Her reasoning was stark:

  • Gaza is the only territory in the world where foreign journalists cannot operate.
  • People continue to die in “unbearable humanitarian conditions”.
  • Slovenia refuses to stand on the same stage as a representative of a country responsible for what they describe as a genocide.

Gorščak went further, addressing the Assembly directly. She pointed out the contrast between the EBU’s swift exclusion of Russia in 2022 and its hesitation now. She reminded members that over 200 journalists have been killed in Gaza, and that the Israeli performance last year was openly political.

Her most cutting line came at the end:
“We will not participate in Eurovision if Israel is there. In the name of the 20,000 children who have died in Gaza.”

No metaphors. No softening. Just a line in the sand.

The wider fracture inside the EBU

Slovenia’s decision puts it in company with Spain, Ireland and the Netherlands — all of whom have already announced withdrawals if Israel remains in the competition.
Spain went so far as to accuse the EBU leadership of causing “the greatest internal tensions in its history.”

Avrotros in the Netherlands cited the “serious Israeli violation of press freedom”.
Ireland denounced the killing of journalists and the refusal to grant access to international media.
Slovenia added its own language, far more direct than most broadcasters are willing to use on record.

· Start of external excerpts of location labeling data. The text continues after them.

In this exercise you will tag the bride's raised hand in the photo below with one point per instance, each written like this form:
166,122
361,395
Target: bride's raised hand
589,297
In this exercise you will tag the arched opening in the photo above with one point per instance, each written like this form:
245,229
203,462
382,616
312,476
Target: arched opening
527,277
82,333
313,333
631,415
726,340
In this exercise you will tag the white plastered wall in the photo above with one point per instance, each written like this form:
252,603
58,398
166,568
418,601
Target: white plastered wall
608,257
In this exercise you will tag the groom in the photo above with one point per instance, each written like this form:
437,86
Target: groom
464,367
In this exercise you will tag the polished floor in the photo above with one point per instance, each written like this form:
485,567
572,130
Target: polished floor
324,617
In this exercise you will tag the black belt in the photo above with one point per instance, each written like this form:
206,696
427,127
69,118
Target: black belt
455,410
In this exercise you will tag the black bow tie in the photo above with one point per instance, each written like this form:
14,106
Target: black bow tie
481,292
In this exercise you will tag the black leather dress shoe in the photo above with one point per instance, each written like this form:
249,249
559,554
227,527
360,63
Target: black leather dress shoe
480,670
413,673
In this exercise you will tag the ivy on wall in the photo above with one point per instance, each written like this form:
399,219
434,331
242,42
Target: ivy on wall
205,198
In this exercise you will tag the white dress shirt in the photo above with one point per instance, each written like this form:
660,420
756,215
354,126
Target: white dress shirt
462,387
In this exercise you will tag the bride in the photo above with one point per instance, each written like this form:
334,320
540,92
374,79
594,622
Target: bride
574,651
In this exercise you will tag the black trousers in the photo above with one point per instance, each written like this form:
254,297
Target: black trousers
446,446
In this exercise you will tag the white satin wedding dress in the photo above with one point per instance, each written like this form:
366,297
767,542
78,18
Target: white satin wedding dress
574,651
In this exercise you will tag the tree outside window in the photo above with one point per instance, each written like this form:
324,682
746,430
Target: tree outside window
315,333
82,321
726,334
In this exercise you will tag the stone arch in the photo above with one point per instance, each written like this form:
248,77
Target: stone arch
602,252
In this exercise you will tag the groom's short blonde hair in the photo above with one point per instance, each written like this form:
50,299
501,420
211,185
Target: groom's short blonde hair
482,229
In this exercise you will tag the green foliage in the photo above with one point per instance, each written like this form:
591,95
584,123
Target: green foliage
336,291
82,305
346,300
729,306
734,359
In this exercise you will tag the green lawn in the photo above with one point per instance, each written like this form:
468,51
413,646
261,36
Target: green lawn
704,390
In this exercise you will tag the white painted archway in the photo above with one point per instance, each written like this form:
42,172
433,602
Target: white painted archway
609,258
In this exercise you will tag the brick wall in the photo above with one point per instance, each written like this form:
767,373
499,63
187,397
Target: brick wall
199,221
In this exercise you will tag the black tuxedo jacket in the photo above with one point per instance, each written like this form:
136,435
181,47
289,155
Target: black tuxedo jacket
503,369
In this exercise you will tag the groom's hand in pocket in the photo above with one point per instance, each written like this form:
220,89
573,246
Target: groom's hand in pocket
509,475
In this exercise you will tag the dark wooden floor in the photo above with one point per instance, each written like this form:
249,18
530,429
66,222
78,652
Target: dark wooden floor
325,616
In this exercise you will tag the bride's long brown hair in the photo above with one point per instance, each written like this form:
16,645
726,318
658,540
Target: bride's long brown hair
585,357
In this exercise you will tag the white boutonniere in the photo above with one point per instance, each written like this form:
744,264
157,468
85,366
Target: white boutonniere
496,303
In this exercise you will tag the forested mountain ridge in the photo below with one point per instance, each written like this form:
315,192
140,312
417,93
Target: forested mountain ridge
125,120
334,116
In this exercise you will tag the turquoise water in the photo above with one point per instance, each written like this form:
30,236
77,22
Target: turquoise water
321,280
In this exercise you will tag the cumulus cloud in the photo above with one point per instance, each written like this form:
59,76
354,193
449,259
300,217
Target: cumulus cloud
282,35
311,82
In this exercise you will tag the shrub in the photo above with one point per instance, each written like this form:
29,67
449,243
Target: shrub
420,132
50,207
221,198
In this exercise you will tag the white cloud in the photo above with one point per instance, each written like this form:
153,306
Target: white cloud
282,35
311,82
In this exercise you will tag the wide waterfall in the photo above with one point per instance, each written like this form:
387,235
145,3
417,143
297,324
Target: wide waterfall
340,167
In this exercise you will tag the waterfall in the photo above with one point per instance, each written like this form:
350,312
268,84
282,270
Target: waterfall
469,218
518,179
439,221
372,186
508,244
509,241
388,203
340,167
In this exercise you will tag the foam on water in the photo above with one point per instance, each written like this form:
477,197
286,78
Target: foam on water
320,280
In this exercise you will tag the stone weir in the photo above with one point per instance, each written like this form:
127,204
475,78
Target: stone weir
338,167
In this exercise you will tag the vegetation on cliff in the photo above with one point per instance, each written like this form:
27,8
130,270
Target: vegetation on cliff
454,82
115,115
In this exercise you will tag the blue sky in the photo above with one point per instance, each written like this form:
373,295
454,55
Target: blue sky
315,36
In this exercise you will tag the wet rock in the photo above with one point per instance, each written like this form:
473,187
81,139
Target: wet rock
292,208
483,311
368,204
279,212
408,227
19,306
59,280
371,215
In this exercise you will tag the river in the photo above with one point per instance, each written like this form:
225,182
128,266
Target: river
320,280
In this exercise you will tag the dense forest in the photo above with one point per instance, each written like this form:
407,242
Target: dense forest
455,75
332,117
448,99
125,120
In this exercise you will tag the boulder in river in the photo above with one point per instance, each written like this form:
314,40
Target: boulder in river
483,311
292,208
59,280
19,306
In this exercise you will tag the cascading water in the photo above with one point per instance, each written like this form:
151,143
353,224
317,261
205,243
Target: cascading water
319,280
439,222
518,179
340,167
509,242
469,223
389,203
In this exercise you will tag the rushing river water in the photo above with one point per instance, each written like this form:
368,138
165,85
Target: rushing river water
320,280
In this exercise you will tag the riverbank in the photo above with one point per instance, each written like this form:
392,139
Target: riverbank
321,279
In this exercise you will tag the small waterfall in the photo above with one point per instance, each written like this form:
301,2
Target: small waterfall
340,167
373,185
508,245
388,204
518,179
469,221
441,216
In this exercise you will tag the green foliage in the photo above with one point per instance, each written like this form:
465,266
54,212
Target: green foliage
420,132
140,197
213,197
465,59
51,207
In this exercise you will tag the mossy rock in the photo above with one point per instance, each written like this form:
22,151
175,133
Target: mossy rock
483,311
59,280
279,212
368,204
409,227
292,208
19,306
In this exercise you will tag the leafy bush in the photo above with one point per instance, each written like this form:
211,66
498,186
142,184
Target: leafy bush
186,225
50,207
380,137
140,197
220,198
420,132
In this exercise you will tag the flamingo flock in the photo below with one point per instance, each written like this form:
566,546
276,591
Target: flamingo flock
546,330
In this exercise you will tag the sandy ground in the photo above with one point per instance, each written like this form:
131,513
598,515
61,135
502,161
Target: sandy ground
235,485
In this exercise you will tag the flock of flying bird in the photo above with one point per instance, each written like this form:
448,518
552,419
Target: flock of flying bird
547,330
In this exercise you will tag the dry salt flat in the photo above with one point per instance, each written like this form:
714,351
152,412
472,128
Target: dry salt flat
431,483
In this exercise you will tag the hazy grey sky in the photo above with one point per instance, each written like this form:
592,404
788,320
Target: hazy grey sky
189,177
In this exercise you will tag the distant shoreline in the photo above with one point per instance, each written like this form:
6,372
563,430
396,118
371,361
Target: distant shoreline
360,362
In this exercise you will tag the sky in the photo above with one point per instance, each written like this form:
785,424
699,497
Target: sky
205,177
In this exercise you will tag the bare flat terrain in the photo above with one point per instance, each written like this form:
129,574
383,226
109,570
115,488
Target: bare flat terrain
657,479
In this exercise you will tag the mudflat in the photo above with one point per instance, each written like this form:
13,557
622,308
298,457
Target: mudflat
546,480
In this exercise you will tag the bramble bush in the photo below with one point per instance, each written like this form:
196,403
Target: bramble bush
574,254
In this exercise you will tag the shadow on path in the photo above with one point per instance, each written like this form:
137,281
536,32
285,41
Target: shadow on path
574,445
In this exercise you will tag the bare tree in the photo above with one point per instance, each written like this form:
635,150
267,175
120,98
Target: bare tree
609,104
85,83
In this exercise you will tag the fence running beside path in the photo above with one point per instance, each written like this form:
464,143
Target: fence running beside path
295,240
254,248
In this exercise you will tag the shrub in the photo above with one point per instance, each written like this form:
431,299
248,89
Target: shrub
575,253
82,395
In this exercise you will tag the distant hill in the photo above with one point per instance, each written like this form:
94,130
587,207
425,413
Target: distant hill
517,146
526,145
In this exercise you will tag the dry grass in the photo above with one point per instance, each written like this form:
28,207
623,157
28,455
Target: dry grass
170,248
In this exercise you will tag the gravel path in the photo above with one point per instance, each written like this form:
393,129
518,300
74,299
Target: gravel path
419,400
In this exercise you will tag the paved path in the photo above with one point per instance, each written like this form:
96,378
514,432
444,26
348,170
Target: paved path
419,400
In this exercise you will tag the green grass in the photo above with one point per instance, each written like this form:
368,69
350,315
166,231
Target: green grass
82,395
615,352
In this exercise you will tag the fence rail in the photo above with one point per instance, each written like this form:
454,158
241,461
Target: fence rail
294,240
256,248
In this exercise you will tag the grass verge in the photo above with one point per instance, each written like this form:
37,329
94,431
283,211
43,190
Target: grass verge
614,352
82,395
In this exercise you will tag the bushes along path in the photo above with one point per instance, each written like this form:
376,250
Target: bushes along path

Eurovision 2026, which Austria will host in Vienna, is now facing a landscape where some members insist Israel must participate and others insist they cannot stand on stage with it.
Germany’s culture minister even told Reuters that Eurovision “cannot exist without Israel”, a statement that landed like a brick in the middle of an already divided room.

The EBU tries to keep the show intact

Before the controversies overshadowed the meeting, member states were meant to discuss changes to the voting system, including:

  • The return of juries to both semi-finals
  • Younger jury members aged 18–25
  • A halved televote limit to reduce bloc voting
  • New technical safeguards against coordinated vote manipulation
  • A ban on government-led pre-show promotion — aimed at countries whose state agencies bankroll large-scale campaigns (including Israel)

These reforms now feel like footnotes in a week where Eurovision looked less like Europe’s favourite music show and more like a diplomatic fault line.

A contest edging towards a breaking point

Paul Jordan, one of Eurovision’s most respected analysts, warned before the meeting that the contest was heading for a “defining moment”.
He wasn’t exaggerating.

With four broadcasters already out, internal tensions rising, and the EBU refusing to hold a direct vote on Israel, Eurovision 2026 is shaping up to be the most politically charged edition in decades.

Slovenia’s message, however, is the clearest of all:
they will not be in Vienna if Israel is there. And at this point, they don’t expect to be.